Questa progressiva terziarizzazione dell’attività primaria decreta un nuovo status dell’impresa agricola, e conseguentemente anche dalla figura sociale dell’agricoltore, che si colloca così all’incrocio di una serie di processi di modernizzazione che investono la sfera della nuda vita (salute, salubrità dell’ambiente, paesaggio, biodiversità, culture locali, qualità della vita, ecc.), puntando sulla valorizzazione di beni locali non riproducibili ma quotabili nell’economia mondo come tipicità del made in Italy, così come avviene per l’industria manifatturiera.

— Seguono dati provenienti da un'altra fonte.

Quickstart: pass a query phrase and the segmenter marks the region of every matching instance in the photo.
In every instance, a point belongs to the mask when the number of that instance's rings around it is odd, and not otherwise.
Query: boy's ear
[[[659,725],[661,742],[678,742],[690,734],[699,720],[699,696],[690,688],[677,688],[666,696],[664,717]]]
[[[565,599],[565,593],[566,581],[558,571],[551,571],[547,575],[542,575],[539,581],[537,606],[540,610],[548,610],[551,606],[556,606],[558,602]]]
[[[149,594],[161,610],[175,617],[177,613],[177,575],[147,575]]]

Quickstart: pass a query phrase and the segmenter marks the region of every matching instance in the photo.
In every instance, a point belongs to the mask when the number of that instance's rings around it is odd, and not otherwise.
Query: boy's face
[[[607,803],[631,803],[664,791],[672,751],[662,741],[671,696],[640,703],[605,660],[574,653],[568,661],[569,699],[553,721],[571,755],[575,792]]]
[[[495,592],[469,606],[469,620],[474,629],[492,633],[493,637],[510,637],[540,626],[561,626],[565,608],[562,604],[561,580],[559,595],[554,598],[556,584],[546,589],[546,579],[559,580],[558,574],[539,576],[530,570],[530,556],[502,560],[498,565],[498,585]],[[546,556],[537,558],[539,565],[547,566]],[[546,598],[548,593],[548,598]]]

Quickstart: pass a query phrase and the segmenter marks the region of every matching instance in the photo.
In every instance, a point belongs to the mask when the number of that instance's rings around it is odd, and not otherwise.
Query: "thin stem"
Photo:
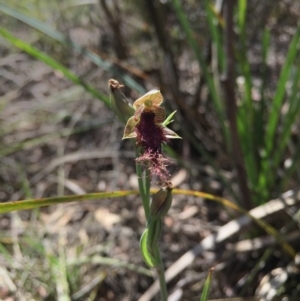
[[[155,257],[159,261],[159,266],[156,268],[156,272],[157,272],[158,280],[159,280],[161,300],[167,301],[168,300],[168,290],[167,290],[167,283],[166,283],[166,278],[165,278],[165,269],[164,269],[163,262],[161,260],[158,245],[156,245],[156,247],[155,247]]]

E infatti anche le problematiche legate alla competitività di sistema sono simili: il rapporto con la logistica, si pensi a cosa significa per il comparto florovivaistico ligure che compete con quello olandese; quello con le università, che attiene, ad esempio, alla razionalizzazione delle reti irrigue del basso Piemonte dove gli imprenditori agricoli cercano di rispondere al problema della diminuzione dell’acqua di qualità disponibile nelle falde (causa cambiamenti climatici e inquinamento) o alla selezione dei semi di farro delle imprese umbre che esportano in Giappone; quello con i flussi del turismo, quali i tentativi portati avanti dai coltivatori diretti veneti per connettersi direttamente con i grandi flussi turistici di Venezia e della costa; dove, tra l’altro, gli agricoltori sono coinvolti nella mitigazione dell’impatto ambientale del passante di Mestre; o ancora, i rapporti con la dimensione degli investimenti che impone un diverso rapporto con le banche; il nascente rapporto con le utility sul tema dell’energia (biomasse), senza ovviamente dimenticare tutti i temi legati alla tutela del prodotto e del processo produttivo.
Tutte situazioni che suggeriscono il delinearsi di un’impresa agricola del XXI secolo che gioca il proprio ruolo nella modernizzazione su tre dimensione: comunità, territorio e mondo.
Un’impresa che, appunto, incorpora nuove forme di responsabilità verso la comunità territoriale, che punta a competere valorizzando gli elementi materiali ed immateriali di un territorio, che incorpora simboli e visioni culturali capaci di essere riconosciuti nell’economia mondo.